I have been working with the Jetson Nano B01 for a few weeks now with a fresh SD image. I have followed a few tutorials (Jetson Hacks and Toptechboy.com) and I am not getting anywhere close to the frame rates they are getting. I followed the setups EXACTLY but the main difference is that my Nano is hooked up via the display port on a 30 inch monitor @2560x1600.
Is it fair to say that the rendering of the Ubuntu desktop at that resolution causing gstreamer to chug? JTOP shows spikes in GPU with code not running and roughly the same spikes show up when executing code.
I am just thinking I have a bad Nano . I have had all nighters trying to figure out what is different. I am not going to talk specific code because its code from from tutorials that obviously work well.
It depends on what opencv code you are running. You mentioned gstreamer, so is it a pipeline in opencv code with appsink? If you have videoconvert component in your pipeline, it is possible that the performance is bad because it is a pure cpu based converter.

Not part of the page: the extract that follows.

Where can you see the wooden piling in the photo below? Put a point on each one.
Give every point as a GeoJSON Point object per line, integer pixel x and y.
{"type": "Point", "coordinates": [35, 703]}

Generally, opencv is using some X based API so the ubuntu desktop is indeed sharing the resources with it. However, this should not cause slow FPS unless your GPU is occupied something else.

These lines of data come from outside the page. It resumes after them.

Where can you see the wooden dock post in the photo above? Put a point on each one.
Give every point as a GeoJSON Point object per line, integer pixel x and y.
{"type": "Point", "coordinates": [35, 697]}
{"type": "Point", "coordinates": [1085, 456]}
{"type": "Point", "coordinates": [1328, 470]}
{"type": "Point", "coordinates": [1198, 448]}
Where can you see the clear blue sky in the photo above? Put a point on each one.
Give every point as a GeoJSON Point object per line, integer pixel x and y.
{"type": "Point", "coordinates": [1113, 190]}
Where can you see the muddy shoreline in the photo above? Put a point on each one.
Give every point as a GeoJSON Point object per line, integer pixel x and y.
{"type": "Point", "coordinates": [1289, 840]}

If you suspect it is a defective nano, you could try other nano devices as well if you have extra ones.
I am sorry for not being clear. I am using code from Jetson hacks that clearly works really well. I have not changed anything. Its using hardware encoding.
I have tried everything. Yeah I never said Jetson hacks was official - that wasnt my point. My point was you can clearly see in his videos given his github code its running as expected. I was just curious about the monitor and you answered the question. Thanks.

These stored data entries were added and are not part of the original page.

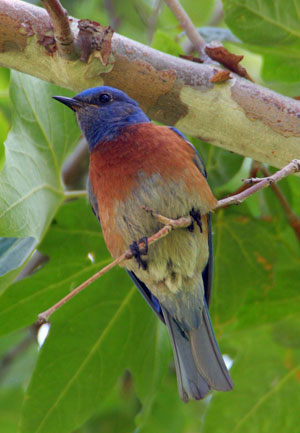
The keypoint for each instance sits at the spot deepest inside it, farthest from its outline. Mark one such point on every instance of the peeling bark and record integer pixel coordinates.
(237, 115)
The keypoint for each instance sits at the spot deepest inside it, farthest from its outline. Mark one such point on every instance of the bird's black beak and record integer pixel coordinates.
(69, 102)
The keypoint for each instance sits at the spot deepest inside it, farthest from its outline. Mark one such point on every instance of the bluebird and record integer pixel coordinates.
(135, 163)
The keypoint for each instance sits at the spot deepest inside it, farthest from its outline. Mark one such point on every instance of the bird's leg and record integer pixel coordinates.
(137, 253)
(195, 214)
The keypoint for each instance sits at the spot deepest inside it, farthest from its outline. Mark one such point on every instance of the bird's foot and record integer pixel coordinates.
(137, 252)
(196, 215)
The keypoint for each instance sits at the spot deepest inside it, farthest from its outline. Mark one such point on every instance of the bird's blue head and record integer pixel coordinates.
(102, 112)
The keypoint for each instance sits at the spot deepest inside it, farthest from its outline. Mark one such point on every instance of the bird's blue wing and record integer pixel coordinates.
(151, 300)
(207, 274)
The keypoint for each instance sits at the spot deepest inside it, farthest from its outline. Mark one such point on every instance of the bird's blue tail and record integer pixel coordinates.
(198, 360)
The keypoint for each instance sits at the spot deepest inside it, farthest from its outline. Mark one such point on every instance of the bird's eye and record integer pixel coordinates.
(104, 98)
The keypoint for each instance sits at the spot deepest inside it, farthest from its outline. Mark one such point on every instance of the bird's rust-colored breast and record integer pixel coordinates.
(148, 149)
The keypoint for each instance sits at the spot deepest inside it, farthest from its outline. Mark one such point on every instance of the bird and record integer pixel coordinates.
(135, 163)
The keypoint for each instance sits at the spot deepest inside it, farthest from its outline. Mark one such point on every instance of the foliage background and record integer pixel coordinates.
(106, 365)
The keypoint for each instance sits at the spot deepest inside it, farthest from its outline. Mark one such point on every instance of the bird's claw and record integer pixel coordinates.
(195, 214)
(137, 252)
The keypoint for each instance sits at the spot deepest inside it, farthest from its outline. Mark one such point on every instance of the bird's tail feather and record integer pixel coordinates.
(198, 361)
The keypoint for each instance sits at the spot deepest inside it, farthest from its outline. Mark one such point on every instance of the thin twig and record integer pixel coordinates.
(152, 21)
(114, 20)
(61, 28)
(188, 26)
(75, 194)
(292, 217)
(292, 167)
(169, 225)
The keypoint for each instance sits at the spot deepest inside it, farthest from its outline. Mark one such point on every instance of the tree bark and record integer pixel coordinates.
(236, 115)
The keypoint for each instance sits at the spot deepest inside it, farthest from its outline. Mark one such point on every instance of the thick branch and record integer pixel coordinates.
(169, 225)
(61, 27)
(237, 115)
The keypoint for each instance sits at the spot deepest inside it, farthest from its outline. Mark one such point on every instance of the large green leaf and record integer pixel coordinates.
(74, 234)
(266, 397)
(94, 337)
(255, 272)
(13, 252)
(270, 28)
(43, 133)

No offense. But I was just hoping you could at least point out a link to which code you are referring from jetsonhacks or at least the video link with us. There are quite of codes over jetsonhacks github. It is better to align our status on the same page.
Maybe it is a general bug that we could try to reproduce on our devkit too. Your kind help may also benefit other forum users .
I have been messing with that string in all sorts of variations over the past couple of weeks with no luck. Keep in mind, I am hobbyist and not a professional and I am finding the Nano is just not cut out for simple face detection development. Maybe it will be fine when its in a headless configuration with no opencv window created. I should try that next.
If I increase the frame rate in that string, the delay gets worse. Obviously there is a buffer de-sync going on, but I just cannot figure out why I simply cannot reproduce their results.
You could run similar usecase from our gstreamer user guide first.
You could firstly try to use some mp4 file with below command to render it on monitor. This pipeline can prove whether this is due to gpu or not. Only xvimagesink in below pipeline is using the GPU. Other components are all going through other hardwares.
This issue is more related to darknet and face recognition. If your opencv code is able to run in smooth when face recognition is disabled (pure rendering), then you might refer to that thread.
Yes, when I disable face recognition, frame rates come back to normal. I completely understand that machine vision eats up CPU/GPU, but it shouldnt be running at 1-3fps.